39
votes

I'm trying to understand how Python's garbage collector detects circular references. When I look at the documentation, all I see is a statement that circular references are detected, except when the objects involved have a __del__ method.

If this happens, my understanding (possibly faulty) is that the gc module acts as a failsafe by (I assume) walking through all the allocated memory and freeing any unreachable blocks.

How does Python detect & free circular memory references before making use of the gc module?

3
"..but is not guaranteed to collect garbage containing circular references." Say the docs.Joel Cornett
Can you link the page of the documentation that you're referring to?Joel Cornett
I cannot find a license on the linked page, so I'm not sure it would be ok to copy a longer passage from it to SO. And without copying the content, the link wouldn't qualify as an answer.Sven Marnach
I won't write a summary, so go ahead. BTW, I found the link in the Python source code. There are further links to relevant mailing list threads. The basic concept of the garbage collector seems to be unchanged.Sven Marnach

3 Answers

33
votes

How does Python detect & free circular memory references before making use of the gc module?

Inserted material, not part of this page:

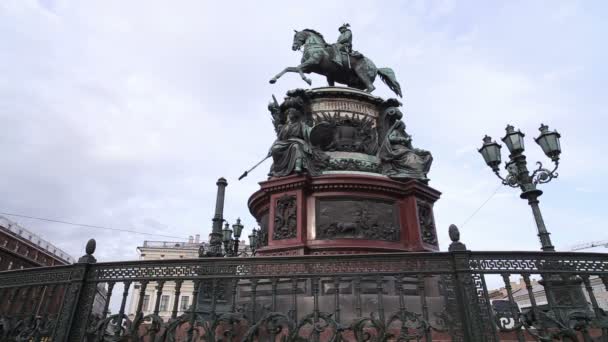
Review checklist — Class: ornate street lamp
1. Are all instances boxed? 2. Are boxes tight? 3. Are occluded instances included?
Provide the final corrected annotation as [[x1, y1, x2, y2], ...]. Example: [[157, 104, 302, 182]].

It doesn't. The gc exists only to detect and free circular references. Non-circular references are handled through refcounting.

Now, to see how gc determines the set of objects referenced by any given object, take a look at the gc_get_references function in Modules/gcmodule.c. The relevant bit is:

// Where `obj` is the object who's references we want to find
traverseproc traverse;
if (! PyObject_IS_GC(obj))
    continue;
traverse = Py_TYPE(obj)->tp_traverse;
if (! traverse)
    continue;
if (traverse(obj, (visitproc)referentsvisit, result)) {
    Py_DECREF(result);
    return NULL;
}

The major function here is tp_traverse. Each C-level type defines a tp_traverse function (or in the case of objects which don't hold any references, like str, sets it to NULL). One example of tp_traverse is list_traverse, the traversal function for list:

static int
list_traverse(PyListObject *o, visitproc visit, void *arg)
{
    Py_ssize_t i;

    for (i = Py_SIZE(o); --i >= 0; )
        Py_VISIT(o->ob_item[i]);
    return 0;
}

I see is a statement that circular references are detected, except when the objects involved have a __del__() method.

You are correct — Python's cycle detector can detect and collect cycles unless they contain objects with a __del__ method, as there is no way for the interpreter to safely delete these objects (to get an intuition on why this is, imagine you've got two objects with __del__ methods that reference each other. In which order should they be freed?).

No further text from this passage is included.